Education > Clinical Updates
Clinical Update #12
News from the 24 th Annual Clinical Virology Symposium
Daytona Beach, Florida
April 27-30, 2008
It is common in clinical practice to encounter patient samples that
contain mixtures of wild type and resistant HIV viruses. The virco®TYPE
HIV-1 v4.2.01 (vT) and the PhenoSense GT™ (PSGT) assays use different
methods to account for such mixtures in patient samples undergoing evaluation
for antiretroviral drug susceptibility. Karam Mounzer and colleagues from
The Jonathan Lax Treatment Center, in collaboration with Cooper University
Medical Center and Virco, presented a poster at the 24th Annual Clinical Virology
Symposium showing that even in the presence of mixtures, vT provides quantitative
phenotypic information while PSGT reverts to a genotypic interpretation,
thereby allowing the vT user to better identify potential residual drug activity
in these clinical samples.
This retrospective, single-center study included all patients on a failing antiretroviral
drug regimen who had a PSGT assay conducted over a 1 year period between July 1, 2004
and June 30, 2005. Complete mutation/polymorphism lists derived from PSGT assay reports
were used to generate corresponding vT reports. A mixture was defined as the presence of
wild type amino acid and a resistance associated amino acid substitution at 1 primary or
2 secondary positions of reverse transcriptase and/or protease genome. Among samples containing
mixtures, PSGT Net Assessment (NA) results were categorized as susceptible or resistant
and vT Resistance Calls (RC) as susceptible, intermediately susceptible, or resistant
The primary objective of the study was to determine the concordance between the PGST Net
Assessment and the vT Resistance Call through the following classifications:
- Full concordance: identical susceptible or resistant results with both assays
- Partial concordance: intermediately susceptible result with vT assay and a susceptible or resistant result with PSGT assay.
- Full discordance: opposite susceptible or resistant results with the two assays.
Of the 51 PSGT assays conducted during the 1-year study, 33 (64.7%) contained mixtures, affecting 240 calls per drug in both the NRTI and PI classes.

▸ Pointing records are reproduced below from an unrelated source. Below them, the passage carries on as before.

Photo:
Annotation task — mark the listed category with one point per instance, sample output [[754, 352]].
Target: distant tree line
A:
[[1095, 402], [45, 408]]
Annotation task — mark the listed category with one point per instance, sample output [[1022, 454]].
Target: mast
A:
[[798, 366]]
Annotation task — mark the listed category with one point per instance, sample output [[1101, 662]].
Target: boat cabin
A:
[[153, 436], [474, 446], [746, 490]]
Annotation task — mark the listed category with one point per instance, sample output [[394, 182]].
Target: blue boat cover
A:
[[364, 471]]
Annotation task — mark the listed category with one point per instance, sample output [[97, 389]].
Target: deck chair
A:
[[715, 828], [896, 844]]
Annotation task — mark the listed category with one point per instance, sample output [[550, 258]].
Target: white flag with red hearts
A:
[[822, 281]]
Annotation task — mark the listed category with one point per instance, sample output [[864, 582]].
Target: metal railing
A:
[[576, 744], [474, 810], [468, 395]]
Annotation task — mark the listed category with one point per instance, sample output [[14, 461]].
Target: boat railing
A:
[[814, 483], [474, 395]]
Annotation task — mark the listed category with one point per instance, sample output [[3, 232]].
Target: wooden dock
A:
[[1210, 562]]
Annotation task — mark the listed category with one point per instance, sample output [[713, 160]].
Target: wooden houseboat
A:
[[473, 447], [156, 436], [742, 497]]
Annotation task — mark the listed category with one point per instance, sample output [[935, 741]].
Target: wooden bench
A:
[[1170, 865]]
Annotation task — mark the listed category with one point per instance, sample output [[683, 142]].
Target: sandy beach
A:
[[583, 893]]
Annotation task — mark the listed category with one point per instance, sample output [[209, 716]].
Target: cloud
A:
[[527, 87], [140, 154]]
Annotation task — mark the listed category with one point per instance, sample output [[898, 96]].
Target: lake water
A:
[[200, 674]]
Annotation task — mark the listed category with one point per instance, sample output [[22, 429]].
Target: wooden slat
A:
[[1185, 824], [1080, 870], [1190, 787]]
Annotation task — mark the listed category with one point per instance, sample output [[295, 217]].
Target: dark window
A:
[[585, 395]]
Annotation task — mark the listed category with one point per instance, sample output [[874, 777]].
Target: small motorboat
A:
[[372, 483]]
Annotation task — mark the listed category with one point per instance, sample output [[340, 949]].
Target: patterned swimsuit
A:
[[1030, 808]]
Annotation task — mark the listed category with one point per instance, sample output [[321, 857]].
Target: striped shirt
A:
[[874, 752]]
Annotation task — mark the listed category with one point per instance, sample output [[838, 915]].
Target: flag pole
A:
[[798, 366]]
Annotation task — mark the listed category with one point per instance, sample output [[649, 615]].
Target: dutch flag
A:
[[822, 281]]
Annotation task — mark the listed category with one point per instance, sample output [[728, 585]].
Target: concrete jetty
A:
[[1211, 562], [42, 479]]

Among 49 calls affected by mixtures and classified as Resistant by PSGT NA (with Phenosense phenotype sensitive, GeneSeq genotype resistant), vT classified 44% and 68% with intermediate susceptibility to NRTIs and PIs respectively, thereby identifying potential residual activity. The authors concluded that the vT has a significant advantage over the PSGT due to its ability to make quantitative assessments of drug susceptibility even in the presence of mixtures.
Data from this new approach provide a conservative assessment of potential resistance based on mutations detected in the viral genotype and eliminates a potential shortcoming of phenotyping by considering the full resistance weight of mutations that may result in sub-optimal responses when present in mixtures.